Drivers Side Fender, part 1

1967 Ford Mustang Fastback left side fender strip The drivers side fender was, at a glance, in about the same condition as the passenger side. As it turns out, there are a few rust issues to fix. But the approach is essentially the same as last time - strip the fender of all paint and badging, fill unneeded holes, cut out and patch any rust, and prime the fender inside and out with epoxy primer to get it ready for paint.

I could just purchase a new reproduction fender for $120 (which may not fit well), or a higher quality Ford original equipment tooling fender for $450 (which would fit better).  In an attempt to preserve as much original metal as possible on the car, I decided to repair my original fender as best I could. I figured I was here to learn and try, not just shop and buy.  All told, I have just over 50 hours in this fender over the course of about 6 weeks. Yes, I'm know I'm slow.

The inside of the drivers side fender - down in the bottom behind the wheel opening is the worst of the surface rust. 


My obligatory sideways pic. The bottom of the fender is at left. Dented, rusted, and generally rough looking. Notice all the little bondo worms at right where the original  MUSTANG lettering and badge were installed. We're going with the GT badging and stripes, so there are some holes to fill.


Need to remove the 289 badge on this side as well.


Strapped down and stripped bare

I used the same Makita 9227C sander with 80 grit paper here as well. Makes quick work of old paint. Notice we have one repaint on this car - you can see the layers of primer, sealer, paint, primer, and the top coat which is a repaint - a little more purple than the original vintage burgundy.


At center is a cluster of holes that are from rust, not badges. That's not good.

Stripping down to bare metal to start filling holes. 3M stripping disks work well here.

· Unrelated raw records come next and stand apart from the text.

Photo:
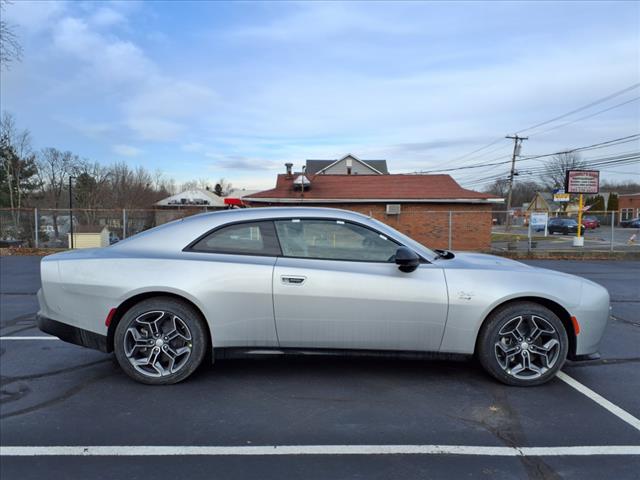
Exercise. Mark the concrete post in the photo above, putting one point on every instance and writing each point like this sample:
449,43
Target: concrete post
36,228
450,227
613,224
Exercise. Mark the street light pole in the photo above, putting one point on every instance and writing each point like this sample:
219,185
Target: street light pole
70,212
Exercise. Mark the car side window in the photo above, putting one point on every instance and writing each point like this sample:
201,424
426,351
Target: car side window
252,238
333,240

Another sideways pic. But the holes are filled. I use a copper spoon on the outside and fill from the inside. I don't worry too much about grinding the inner welds down as they aren't visible and I don't want to burn through to the front from overzealous grinding.


Outside of the fender - holes are filled and the area hit with a DA sander using 80 grit paper. Success here is a slightly depressed area that can be filled with body filler at paint time.


I removed the Hipo 289 badge up front and found only 6 holes - less than the 8 I found on the passenger side. Still 6 more holes than I need. 


Clean the area behind the holes to make sure there's no rot or rust in the area prior to welding.


Holes are filled. They need to be cleaned up and ground down still before priming.


Now that the badging holes are filled, I start work on the lower area that has rust damage. Although I swore I wouldn't media blast in the driveway again - I did it anyway. It's the best way to clean pitted metal to really assess the damage. 


The pitting appears to go under the fender brace at the rear edge of the fender. So I have to cut it out and see what's underneath. One spot weld and a couple of cuts...


...and we find the damage doesn't extend too far under the brace. The brace has some real rust cancer on it as well though, so it'll need some help as well.


More blasting to fully see the damage under the fender brace. 


I figured the tarp would help keep the mess contained and let me easily recover the used media for another go.  I was only blasting about one square foot of metal. 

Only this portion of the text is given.